Could also be an armadillo

[–] renamon_silver@lemmy.wtf 2 points 6 days ago

Could also be a wartortle

[–] Kornblumenratte@feddit.org 18 points 1 week ago (3 children)

Good point – only problem: there are no armadillos in the Old World, and this manuscript dates from before Columbus.

OTH there are turtles in Southern Europe, so monks in Central Europe would have heard of them, but would quite probably not have seen them IRL.

[–] drolex@sopuli.xyz 6 points 1 week ago* (last edited 1 week ago) (1 children)

Then a pangolin maybe?

Fun fact: the word "pangolin" comes from the malay word "panggoling" which means approximately "pangolin".*

* this is probably wrong, too. I don't know shit about the malay language, to my shame

[–] Kornblumenratte@feddit.org 1 points 6 days ago

I think you got it! There has been quite extensive traffic between Southern and Central Europe in the Middle Ages due to trade, pilgrimage and warfare, so there were people who had seen actual turtles and brought back first hand accounts. A medieval monk should have known someone who's second cousin twice removed met someone who saw a turtle during pilgrimage.

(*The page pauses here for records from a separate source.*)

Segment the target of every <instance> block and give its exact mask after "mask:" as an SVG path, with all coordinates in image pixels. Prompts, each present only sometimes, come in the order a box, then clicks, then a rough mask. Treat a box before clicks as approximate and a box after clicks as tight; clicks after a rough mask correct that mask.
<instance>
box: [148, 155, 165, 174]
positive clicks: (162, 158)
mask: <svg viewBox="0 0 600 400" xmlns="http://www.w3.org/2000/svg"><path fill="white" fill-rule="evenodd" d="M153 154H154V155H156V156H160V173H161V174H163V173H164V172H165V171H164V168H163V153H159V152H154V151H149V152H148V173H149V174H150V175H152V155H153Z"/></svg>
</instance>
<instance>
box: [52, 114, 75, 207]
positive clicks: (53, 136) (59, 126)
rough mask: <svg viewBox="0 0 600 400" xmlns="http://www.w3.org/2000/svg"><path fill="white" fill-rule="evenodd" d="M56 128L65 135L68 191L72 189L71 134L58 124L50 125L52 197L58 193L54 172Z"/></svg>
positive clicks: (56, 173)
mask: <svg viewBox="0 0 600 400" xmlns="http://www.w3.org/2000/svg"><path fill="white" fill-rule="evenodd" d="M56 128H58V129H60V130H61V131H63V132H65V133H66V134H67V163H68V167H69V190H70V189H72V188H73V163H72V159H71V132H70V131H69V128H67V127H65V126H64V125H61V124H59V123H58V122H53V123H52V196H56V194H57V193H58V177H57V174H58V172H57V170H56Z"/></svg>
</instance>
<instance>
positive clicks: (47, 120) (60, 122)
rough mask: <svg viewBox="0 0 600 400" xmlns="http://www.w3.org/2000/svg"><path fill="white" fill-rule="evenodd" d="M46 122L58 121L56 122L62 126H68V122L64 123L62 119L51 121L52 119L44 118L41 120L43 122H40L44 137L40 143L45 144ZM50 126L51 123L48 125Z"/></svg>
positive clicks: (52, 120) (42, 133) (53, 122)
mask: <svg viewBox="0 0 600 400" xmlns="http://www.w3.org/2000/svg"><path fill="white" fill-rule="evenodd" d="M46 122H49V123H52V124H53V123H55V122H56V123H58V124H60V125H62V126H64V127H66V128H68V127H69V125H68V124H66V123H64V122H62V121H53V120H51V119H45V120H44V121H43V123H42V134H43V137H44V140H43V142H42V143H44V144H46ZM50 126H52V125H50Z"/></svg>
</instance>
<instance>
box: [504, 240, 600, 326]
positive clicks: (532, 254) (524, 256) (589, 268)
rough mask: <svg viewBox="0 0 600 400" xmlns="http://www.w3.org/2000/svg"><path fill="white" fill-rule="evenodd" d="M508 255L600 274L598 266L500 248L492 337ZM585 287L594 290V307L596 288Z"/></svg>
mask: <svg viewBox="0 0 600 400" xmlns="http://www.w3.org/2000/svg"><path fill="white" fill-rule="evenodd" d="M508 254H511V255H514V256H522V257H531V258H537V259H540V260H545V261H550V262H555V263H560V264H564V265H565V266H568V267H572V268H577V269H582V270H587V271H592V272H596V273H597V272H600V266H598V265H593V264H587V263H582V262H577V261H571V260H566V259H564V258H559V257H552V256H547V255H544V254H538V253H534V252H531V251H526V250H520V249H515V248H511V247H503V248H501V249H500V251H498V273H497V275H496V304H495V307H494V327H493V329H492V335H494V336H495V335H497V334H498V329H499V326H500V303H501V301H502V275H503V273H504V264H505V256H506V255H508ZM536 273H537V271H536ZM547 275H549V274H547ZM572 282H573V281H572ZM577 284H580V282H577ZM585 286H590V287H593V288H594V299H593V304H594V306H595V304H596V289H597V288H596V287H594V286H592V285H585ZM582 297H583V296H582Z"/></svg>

Pangolins OTOH are native to Subsaharan Africa, India and Eastern Asia. Except of Marco Polo no European has travelled to Pangolinland during the Middle Ages. Stories did travel along the Silk Road, though, and and this drawing does resemble a pangolin much more than a turtle.

Thanks bio-history side of Lemmy :D

[–] PugJesus@lemmy.world 2 points 1 week ago (2 children)

OTH there are turtles in Southern Europe, so monks in Central Europe would have heard of them, but would quite probably not have seen them IRL.

Turtles aren't native to Central Europe?

[–] Kornblumenratte@feddit.org 2 points 6 days ago

No, they are not frost proove and pretty bad at climbing.

[–] shalafi@lemmy.world 2 points 1 week ago

LOL, turtles are native just about everywhere.